Dans son allocution publique du 8 juin 2020, Christophe Castaner, alors ministre de l’Intérieur, citait les résultats d’une enquête parue le 3 juin et affirmant que « 85 % des Français ont une bonne image de la police », lui permettant ainsi de tenter de réfuter l’existence d’une crise de confiance envers les forces de l’ordre.

Cette « Enquête nationale sur la qualité du lien entre la population et les forces de sécurité intérieure » aussi intitulée EQP19 a été réalisée à la demande du ministère de l’Intérieur et plus précisément de l’École Nationale Supérieure de Police (ENSP), dont le « Centre de recherche » a signé un partenariat avec l’Université Savoie-Mont-Blanc (USMB).

Un calendrier opportun

La date de publication de cette enquête n’est en rien un hasard de calendrier : alors que le rapport avait été transmis le 31 mars 2020 comme l’indique sa page de garde, celui-ci était rendu public par le ministère dans le contexte de multiplication des mises en cause de la police dans des faits de racisme et de brutalités ainsi qu’à la suite d’une mobilisation organisée quelques jours plus tôt à Paris, d’une ampleur sans précédent en France, ayant rassemblé plus de 20 000 personnes devant le Tribunal de grande instance de Paris.

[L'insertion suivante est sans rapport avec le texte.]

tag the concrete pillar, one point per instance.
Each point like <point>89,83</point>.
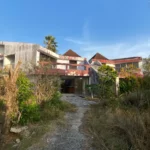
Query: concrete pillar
<point>83,86</point>
<point>117,86</point>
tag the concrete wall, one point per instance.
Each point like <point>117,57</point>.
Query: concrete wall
<point>23,52</point>
<point>62,66</point>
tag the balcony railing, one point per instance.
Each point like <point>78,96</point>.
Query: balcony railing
<point>63,69</point>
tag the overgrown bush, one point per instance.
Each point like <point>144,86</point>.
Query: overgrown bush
<point>29,109</point>
<point>25,88</point>
<point>129,84</point>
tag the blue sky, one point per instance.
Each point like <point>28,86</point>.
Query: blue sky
<point>114,28</point>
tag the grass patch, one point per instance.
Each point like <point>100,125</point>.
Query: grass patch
<point>119,128</point>
<point>52,115</point>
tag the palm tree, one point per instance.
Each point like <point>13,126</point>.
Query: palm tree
<point>50,43</point>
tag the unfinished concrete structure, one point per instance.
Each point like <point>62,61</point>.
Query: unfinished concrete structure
<point>72,68</point>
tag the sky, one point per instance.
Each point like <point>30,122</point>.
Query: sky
<point>114,28</point>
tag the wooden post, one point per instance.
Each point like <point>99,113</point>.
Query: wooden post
<point>117,86</point>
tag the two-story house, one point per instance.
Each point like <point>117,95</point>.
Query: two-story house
<point>72,68</point>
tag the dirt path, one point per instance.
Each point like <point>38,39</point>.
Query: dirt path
<point>70,137</point>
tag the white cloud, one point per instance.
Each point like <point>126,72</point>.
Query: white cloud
<point>87,48</point>
<point>116,50</point>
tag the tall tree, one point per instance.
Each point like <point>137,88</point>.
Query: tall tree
<point>50,43</point>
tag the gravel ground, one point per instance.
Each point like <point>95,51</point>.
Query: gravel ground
<point>69,137</point>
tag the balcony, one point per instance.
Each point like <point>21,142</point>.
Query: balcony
<point>62,69</point>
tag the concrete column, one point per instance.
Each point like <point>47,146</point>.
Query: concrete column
<point>83,86</point>
<point>37,57</point>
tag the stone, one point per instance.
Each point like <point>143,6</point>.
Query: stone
<point>18,129</point>
<point>26,133</point>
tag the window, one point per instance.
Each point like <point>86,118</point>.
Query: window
<point>73,62</point>
<point>136,64</point>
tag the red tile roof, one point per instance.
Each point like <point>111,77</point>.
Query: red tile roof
<point>71,53</point>
<point>99,56</point>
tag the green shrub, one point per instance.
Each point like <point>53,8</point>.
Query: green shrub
<point>55,108</point>
<point>25,88</point>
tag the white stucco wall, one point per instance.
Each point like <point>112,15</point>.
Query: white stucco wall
<point>24,52</point>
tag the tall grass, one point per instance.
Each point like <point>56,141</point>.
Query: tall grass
<point>121,124</point>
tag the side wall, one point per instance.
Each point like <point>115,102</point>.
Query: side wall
<point>21,51</point>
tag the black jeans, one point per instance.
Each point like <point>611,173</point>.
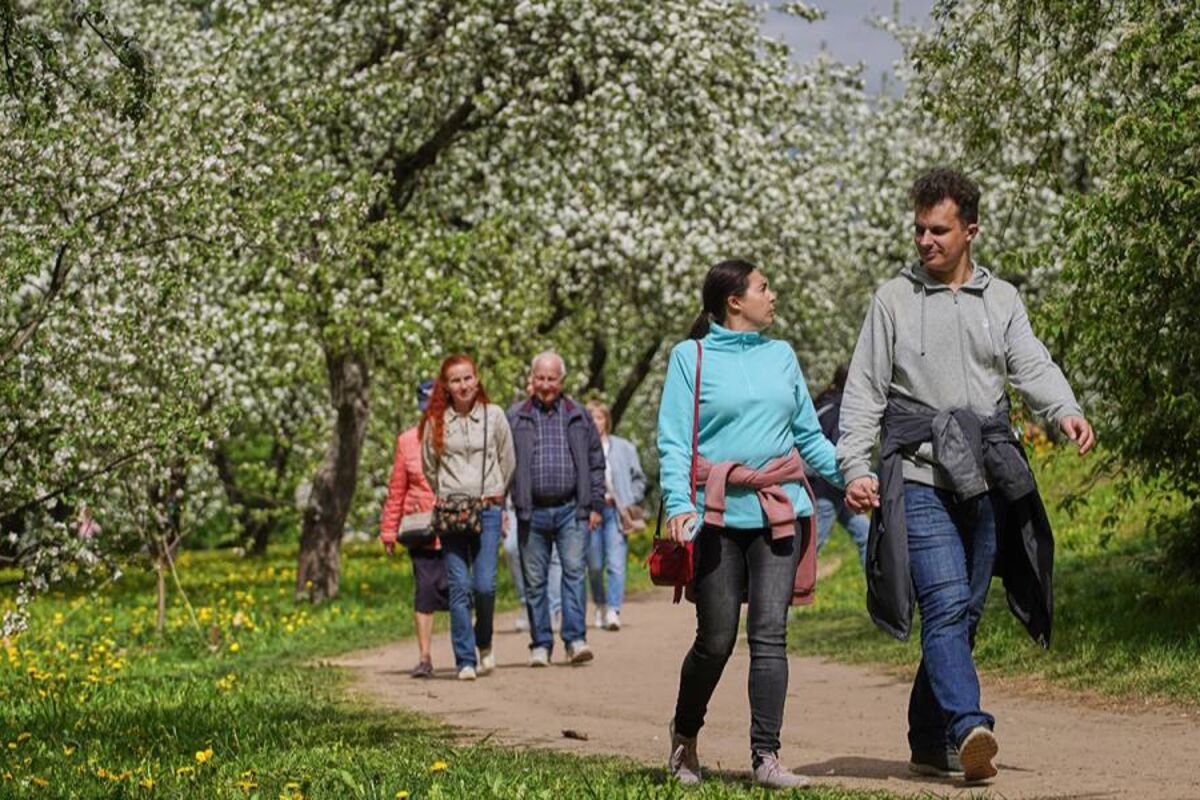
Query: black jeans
<point>732,564</point>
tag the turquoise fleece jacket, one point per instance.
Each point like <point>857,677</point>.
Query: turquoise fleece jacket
<point>754,408</point>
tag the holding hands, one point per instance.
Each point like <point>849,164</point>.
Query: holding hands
<point>863,494</point>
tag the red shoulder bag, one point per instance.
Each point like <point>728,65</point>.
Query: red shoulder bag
<point>671,563</point>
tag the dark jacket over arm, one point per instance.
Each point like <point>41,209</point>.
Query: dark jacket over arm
<point>977,452</point>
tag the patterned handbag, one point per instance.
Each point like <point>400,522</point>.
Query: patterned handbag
<point>462,513</point>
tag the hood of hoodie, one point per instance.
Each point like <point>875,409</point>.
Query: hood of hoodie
<point>949,342</point>
<point>948,349</point>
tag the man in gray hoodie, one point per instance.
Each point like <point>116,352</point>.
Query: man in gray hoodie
<point>937,349</point>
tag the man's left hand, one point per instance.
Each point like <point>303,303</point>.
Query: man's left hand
<point>1079,431</point>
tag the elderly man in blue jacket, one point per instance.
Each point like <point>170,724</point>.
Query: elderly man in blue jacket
<point>953,497</point>
<point>558,492</point>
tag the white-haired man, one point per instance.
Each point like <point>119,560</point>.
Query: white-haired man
<point>558,495</point>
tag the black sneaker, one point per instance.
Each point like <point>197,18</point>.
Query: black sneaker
<point>937,763</point>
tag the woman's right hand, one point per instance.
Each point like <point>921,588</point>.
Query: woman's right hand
<point>678,524</point>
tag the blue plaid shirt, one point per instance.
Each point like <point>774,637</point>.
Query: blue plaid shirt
<point>553,469</point>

Pressé par les circonstances, le gouvernement a donc dégainé l’argument scientifique : les « Français » sont satisfaits, les sceptiques sont contredits et la qualité du service public policier n’est pas réfutée. Pourtant, cette enquête déroge aux standards méthodologiques admis par la communauté scientifique, et sa mise en exergue ne doit pas cacher la grande faiblesse des résultats qui en découle.